Parece que la mayoría estaríamos de acuerdo ante la muy extendida opinión de un necesario cambio en el paradigma educativo, que logre adaptarse correctamente a una realidad que evoluciona cada vez más rápido y que debería producir cambios igual de radicales en los métodos y objetivos de nuestro sistema educativo. Esta realidad hace que la idea más extendida actualmente es la de estar educando a nuestros jóvenes bajo un sistema educativo obsoleto y anticuado, como se desprende de las declaraciones del famoso experto en educación, Will Richardson, en un reciente e influyente evento del sector educativo: Educon.

Pero ¿cómo podemos esperar un sistema educativo eficaz que prácticamente no ha evolucionado en los últimos años de manera significativa?
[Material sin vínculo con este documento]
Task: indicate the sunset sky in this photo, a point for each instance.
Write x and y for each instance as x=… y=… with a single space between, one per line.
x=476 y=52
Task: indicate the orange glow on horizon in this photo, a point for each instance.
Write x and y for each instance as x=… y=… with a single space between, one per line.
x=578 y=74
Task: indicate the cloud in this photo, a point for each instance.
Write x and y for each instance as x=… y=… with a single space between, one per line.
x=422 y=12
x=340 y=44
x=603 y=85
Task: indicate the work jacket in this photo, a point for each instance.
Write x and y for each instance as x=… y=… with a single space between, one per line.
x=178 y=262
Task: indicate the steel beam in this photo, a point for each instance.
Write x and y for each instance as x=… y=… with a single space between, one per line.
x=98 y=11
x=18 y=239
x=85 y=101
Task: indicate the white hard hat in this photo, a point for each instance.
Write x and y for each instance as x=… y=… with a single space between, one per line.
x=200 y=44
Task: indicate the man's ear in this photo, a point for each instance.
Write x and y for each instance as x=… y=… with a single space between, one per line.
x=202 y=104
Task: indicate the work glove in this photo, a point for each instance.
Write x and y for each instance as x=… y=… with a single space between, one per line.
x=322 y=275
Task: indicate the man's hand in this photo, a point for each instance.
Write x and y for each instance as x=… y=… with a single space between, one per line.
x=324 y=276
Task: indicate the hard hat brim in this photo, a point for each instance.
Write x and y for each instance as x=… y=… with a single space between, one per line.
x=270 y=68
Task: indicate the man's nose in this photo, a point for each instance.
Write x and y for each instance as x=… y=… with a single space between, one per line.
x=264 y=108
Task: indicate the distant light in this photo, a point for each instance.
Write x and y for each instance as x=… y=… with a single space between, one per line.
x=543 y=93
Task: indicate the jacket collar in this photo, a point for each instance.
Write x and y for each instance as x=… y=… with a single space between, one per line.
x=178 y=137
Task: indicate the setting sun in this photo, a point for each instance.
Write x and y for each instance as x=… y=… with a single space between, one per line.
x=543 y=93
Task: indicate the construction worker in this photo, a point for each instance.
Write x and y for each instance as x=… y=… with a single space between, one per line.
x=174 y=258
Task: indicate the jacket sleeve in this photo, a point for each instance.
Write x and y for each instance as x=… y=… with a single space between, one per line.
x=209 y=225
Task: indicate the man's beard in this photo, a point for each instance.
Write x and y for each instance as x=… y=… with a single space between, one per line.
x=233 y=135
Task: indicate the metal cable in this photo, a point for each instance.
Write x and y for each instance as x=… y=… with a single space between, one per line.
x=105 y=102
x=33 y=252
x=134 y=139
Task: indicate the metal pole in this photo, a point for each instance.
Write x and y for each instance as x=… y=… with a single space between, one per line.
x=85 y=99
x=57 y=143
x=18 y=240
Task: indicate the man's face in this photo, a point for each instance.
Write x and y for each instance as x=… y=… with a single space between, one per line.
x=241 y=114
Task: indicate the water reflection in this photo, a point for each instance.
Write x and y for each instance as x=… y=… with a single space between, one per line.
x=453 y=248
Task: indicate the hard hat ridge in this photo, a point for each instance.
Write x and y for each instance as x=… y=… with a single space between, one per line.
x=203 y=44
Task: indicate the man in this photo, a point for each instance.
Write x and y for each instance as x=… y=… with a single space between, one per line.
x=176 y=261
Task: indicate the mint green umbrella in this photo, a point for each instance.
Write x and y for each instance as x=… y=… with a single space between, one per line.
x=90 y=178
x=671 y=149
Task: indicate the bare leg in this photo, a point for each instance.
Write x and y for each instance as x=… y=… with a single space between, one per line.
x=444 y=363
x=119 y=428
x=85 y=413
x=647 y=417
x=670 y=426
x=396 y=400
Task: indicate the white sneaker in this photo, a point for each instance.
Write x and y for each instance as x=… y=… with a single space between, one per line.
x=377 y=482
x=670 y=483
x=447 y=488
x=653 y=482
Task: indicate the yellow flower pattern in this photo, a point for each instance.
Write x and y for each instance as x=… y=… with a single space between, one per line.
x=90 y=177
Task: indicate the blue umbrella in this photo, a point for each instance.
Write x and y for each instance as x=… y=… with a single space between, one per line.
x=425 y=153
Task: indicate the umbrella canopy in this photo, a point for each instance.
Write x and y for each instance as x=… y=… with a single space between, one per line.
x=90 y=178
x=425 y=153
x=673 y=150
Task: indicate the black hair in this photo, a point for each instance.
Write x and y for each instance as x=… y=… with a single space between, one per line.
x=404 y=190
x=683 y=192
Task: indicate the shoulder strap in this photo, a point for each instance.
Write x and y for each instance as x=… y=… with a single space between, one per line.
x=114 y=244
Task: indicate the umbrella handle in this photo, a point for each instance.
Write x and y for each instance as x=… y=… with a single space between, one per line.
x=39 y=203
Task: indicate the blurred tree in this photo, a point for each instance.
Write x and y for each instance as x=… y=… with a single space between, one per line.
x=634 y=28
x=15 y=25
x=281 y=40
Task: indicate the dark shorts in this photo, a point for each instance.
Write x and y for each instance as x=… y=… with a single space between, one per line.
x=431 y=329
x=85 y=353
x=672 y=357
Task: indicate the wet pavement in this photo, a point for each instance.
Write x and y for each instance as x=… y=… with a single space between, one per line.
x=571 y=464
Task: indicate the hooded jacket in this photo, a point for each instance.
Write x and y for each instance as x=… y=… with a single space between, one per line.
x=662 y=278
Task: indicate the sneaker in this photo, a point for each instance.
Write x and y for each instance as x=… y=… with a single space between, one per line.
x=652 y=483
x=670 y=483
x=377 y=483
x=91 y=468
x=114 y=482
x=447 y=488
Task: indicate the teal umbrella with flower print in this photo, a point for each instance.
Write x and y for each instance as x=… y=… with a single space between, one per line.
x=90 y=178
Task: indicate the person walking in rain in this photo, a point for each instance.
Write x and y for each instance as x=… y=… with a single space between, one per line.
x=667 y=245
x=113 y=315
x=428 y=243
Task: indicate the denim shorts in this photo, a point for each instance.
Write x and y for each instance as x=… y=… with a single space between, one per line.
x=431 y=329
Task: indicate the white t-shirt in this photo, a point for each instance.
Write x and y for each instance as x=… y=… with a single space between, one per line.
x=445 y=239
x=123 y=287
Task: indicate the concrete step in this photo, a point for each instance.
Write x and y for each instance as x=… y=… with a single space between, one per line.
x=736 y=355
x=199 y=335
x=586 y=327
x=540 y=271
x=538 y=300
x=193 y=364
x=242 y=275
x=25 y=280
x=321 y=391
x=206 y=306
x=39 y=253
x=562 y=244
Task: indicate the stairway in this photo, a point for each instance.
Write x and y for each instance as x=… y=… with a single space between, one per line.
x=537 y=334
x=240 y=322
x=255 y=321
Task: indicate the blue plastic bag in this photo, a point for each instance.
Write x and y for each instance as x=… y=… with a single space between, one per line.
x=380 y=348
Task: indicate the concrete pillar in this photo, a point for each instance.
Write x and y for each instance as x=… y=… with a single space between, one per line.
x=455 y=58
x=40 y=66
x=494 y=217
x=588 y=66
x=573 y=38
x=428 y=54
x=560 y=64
El mundo actual es digital. La tecnología es parte fundamental de nuestro presente y, por supuesto, del futuro de nuestros estudiantes. ¿Cambia nuestro sistema y método docente al ritmo que lo hace la tecnología? La respuesta es clara y alarmante: No.

La tecnología es clave para formar a nuestros alumnos en una de las grandes habilidades requeridas en la sociedad actual: el análisis de grandes cantidades de datos e información. Nuestros alumnos no necesitan memorizar (ya tienen a google para eso), pero sí que necesitan analizar, de forma crítica, la ingente cantidad de información que tienen a su alcance.

Debemos pasar de memorizar a analizar, de repetir a criticar, de profesores qué simplemente transmiten información a profesores que desarrollan una forma de pensar y cultivan el pensamiento crítico de los alumnos. Al fin y al cabo, los alumnos de éxito no serán los que mejor busquen en google, si no los que sean capaces de distinguir, entre la inmensa información disponible, lo que es realmente relevante y veraz de lo que, probablemente, sea completamente falso.